One June day in Crown Heights, a snickering black kid knocked the hat off a passing Hasidic man and was then pounced upon by a Hasidic mob and stomped into a coma. Blacks were enraged. And then, when police charged two of the attackers with attempted murder, the Hasidim were enraged as well.
THE TOWN had not entirely blown up over this incident, but hard feelings remained. In Borough Park on Saturday morning the 2nd of December, when an elderly Jew was stabbed to death by three Puerto Rican youths as he walked home from synagogue, the news raced through the Hasidic community before the old man ever got to the morgue, and all at once there were more than 3,000 Hasidim mobbed outside the 66th Precinct stationhouse on 16th Ave., charging the door and howling for blood.
In 30 minutes of battle with riot cops, they beat up 62 officers, smashed windows, wrecked station equipment, destroyed files and briefly succeeded in occupying the premises - reportedly the first time since the Civil War that a civilian crowd had taken over a New York police station. Six of their own were injured as well, including Brooklyn Assemblyman Samuel Hirsch, who immediately started crying police brutality. "There is a virulent strain of anti-Semitism in the Police Department," he charged.
It did not occur to some other observers that police anti-Semitism was necessarily the issue here. Throughout the black communities it was widely wondered: What if it had been 3,000 blacks storming that police station? What do you suppose would have happened? You'd have 300 dead black people, wouldn't you?
"I would hope that wouldn't be so," said Koch, hopefully.
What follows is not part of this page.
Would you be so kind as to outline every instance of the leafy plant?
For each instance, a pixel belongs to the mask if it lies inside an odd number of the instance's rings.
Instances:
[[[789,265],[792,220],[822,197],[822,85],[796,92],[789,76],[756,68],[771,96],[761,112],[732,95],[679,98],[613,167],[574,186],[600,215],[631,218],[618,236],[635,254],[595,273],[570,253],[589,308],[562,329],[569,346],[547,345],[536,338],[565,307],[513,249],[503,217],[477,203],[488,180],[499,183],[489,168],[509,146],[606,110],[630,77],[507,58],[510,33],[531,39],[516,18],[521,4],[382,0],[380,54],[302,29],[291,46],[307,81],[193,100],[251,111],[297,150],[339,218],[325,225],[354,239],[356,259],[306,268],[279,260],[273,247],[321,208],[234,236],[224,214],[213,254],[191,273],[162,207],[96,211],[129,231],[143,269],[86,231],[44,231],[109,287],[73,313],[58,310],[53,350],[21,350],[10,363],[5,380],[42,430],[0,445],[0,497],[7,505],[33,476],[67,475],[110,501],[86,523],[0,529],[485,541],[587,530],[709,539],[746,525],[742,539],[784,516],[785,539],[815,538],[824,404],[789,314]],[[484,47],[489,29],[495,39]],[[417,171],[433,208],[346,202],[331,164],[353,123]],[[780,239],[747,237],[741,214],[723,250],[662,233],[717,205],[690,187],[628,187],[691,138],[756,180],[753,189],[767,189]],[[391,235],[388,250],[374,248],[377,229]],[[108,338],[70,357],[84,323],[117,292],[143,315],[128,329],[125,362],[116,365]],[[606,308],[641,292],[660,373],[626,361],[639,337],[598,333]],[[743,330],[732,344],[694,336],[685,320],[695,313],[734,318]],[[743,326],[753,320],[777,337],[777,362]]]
But the Jewish mayor had a problem. "When you hit a cop, you break the law," the Daily News' Pete Hamill reminded him. "Koch cannot risk looking as if he has two standards about civic disorder. He cannot lecture the Rev. Daughtry and excuse the Hasidim."
AND SO Koch found it necessary to hold the rioting Jews of Borough Park accountable. "Nobody is going to get their way in this town by force," he declared emphatically. "Nobody. It doesn't matter if you're Jewish, Italian, black, Hispanic or other." Accordingly, a few rioters were eventually rounded up and charged, and they raised shouts to the heavens that Cossack persecutors were terrorizing them once again, and it became evident that Brooklyn's Hasidim very much considered themselves to have joined the ranks of the city's professionally aggrieved.
"Even the Hasidim," wrote News columnist I.D. Robbins, "are finding the courage to face or defy the real world outside of their tight little communities."
Hirsch and the other arrested haredim used Roy M. Cohen as their defense attorney. Cohen did the job pro bono.
On December 18, 1979, Hirsch and his aide had their chrges conditionally dropped, as the New York Times reported:
This doesn't mean Hirsch was innocent. It means the court chose to drop the charges if Hirsch could behave himself for a few months. It's like a plea bargain.
One of the officers Hirsch injured worked as a plain clothes decoy in the neighborhood. Dressed as a hasidic Jew, the officer roamed alone waiting to get mugged. He twice was, sustaining injuries both times. But he apprehended his attackers. This officer, Paul Fried, is Jewish.
That did not stop Hirsch from claiming the police were antisemitic and used excessive force in quelling the riot.
Hirsch was defeated in the 1982 elections by Dov Hikind, who still holds the seat today.
Hirsch was on Zev Brenner's radio show Saturday night 7-25-2009, where he said Solomon Dwek, the Cooperating Witness in the FBI sting against haredi rabbis for money laundering and organ trafficking, "should have been killed."
Hirsch also said it is forbidden to cooperate with police or to "moser" on a Jew.